According to Intel.gov, The President’s Daily Brief (PDB) is a daily summary of high-level, all-source information and analysis on national security issues produced for the president and key cabinet members and advisers.
The President’s Daily Brief is a document filled with highly classified information pertaining to national security. The Brief is written every day and is only seen by prominent US government officials, including the President of the United States and select significant cabinet members and other important influential personnel.
At the event, Sanner described herself as a pastor’s kid from North Dakota, who earned her undergraduate degree from American University and her master’s degree in national security strategy from National War College.
“Clarity in my values was essential to get through the timeframes that we were talking about” Sanner said, referring to her multiple roles in different intelligence agencies. “I was successful in a lot of different ways because I was myself in every job I was in,” Sanner said.
Sanner also described one of the more challenging parts of being an intelligence analyst and briefer at the hardest level of the federal government.
“It is really hard to tell the President, or someone that important, something they don’t want to hear,” Sanner said.
Yet being a career intelligence professional enabled Sanner to keep a distance from the political appointees who provided direct policy advice to the president.
“I wasn’t in the President’s inner circle, and I didn’t want to be.

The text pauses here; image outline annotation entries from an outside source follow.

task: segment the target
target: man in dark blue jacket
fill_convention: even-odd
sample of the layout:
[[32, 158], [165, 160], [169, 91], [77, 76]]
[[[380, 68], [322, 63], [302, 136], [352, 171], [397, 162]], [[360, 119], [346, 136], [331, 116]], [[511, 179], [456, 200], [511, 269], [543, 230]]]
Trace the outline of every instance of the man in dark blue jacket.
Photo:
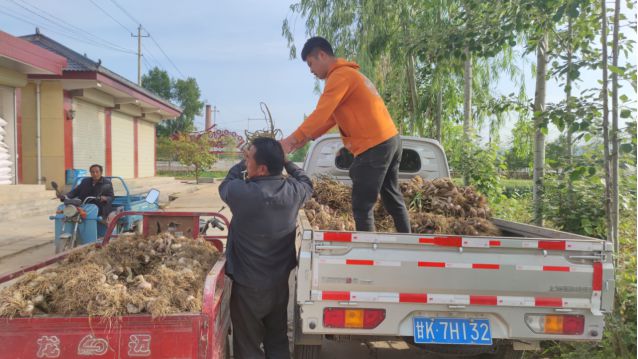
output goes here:
[[91, 203], [99, 208], [99, 214], [102, 220], [106, 221], [109, 213], [111, 213], [111, 202], [113, 202], [113, 184], [108, 178], [102, 177], [102, 166], [91, 165], [89, 168], [90, 178], [85, 178], [77, 187], [72, 189], [66, 196], [60, 195], [60, 200], [64, 198], [79, 198], [84, 201], [86, 197], [96, 197]]
[[226, 273], [233, 279], [235, 357], [289, 359], [288, 277], [297, 265], [297, 212], [310, 199], [312, 182], [285, 160], [279, 142], [260, 137], [230, 169], [219, 194], [233, 214]]

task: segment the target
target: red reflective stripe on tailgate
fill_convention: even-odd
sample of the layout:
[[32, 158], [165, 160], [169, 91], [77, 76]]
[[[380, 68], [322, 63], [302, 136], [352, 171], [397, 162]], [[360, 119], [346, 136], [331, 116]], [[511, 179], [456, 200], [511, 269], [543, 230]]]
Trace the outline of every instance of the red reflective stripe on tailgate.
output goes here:
[[472, 269], [501, 269], [501, 266], [498, 264], [474, 263], [472, 264]]
[[591, 283], [592, 290], [603, 290], [603, 264], [594, 263], [594, 276]]
[[561, 298], [534, 298], [537, 307], [562, 307], [563, 300]]
[[472, 305], [496, 305], [495, 295], [471, 295], [470, 304]]
[[374, 261], [369, 259], [346, 259], [346, 264], [355, 266], [371, 266], [374, 265]]
[[333, 292], [324, 290], [321, 300], [350, 300], [350, 292]]
[[419, 262], [419, 267], [445, 268], [444, 262]]
[[549, 272], [569, 272], [569, 267], [563, 266], [543, 266], [544, 271]]
[[423, 293], [399, 293], [399, 303], [427, 303], [428, 295]]
[[323, 240], [333, 242], [352, 242], [352, 233], [324, 232]]
[[538, 241], [538, 249], [565, 250], [565, 241]]
[[434, 238], [419, 238], [421, 244], [433, 244], [435, 246], [443, 247], [461, 247], [463, 238], [451, 236], [451, 237], [434, 237]]

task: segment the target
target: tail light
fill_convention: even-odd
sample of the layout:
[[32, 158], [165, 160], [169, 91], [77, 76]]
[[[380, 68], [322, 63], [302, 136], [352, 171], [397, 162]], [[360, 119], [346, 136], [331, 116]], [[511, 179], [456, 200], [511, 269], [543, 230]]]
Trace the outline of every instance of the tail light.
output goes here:
[[385, 309], [325, 308], [323, 326], [327, 328], [374, 329], [385, 319]]
[[580, 335], [585, 332], [585, 317], [582, 315], [527, 314], [525, 323], [539, 334]]

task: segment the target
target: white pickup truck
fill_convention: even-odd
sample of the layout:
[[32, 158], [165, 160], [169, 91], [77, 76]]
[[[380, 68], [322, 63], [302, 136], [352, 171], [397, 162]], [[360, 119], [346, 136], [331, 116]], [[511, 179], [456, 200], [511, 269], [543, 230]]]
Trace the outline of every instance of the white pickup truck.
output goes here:
[[[304, 170], [349, 181], [338, 135]], [[437, 141], [403, 138], [400, 179], [448, 177]], [[298, 224], [295, 357], [324, 337], [402, 337], [453, 356], [516, 358], [542, 340], [597, 341], [614, 302], [612, 245], [493, 219], [502, 237], [314, 230]]]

It wasn’t my job,” Sanner said.
After Sanner completed her formal remarks, it was followed by a question-and-answer session with CUA students. One of the questions dealt with what interests a person should have if they’re interested in pursuing a career in intelligence.
“Intellectual curiosity and an ability to feel excited about what you’re doing,” Sanner said. “You get me in a room with analysts covering pretty much any country in the world and I’m in my happiest place.”
Having retired from the federal government, Sanner is now offering her insights to CNN’s viewers, most recently on Russia’s invasion of Ukraine.
The event, Conversations with Intelligence Professionals: Beth Sanner, was co-sponsored by the Catholic University Intelligence Club and the Department of Politics.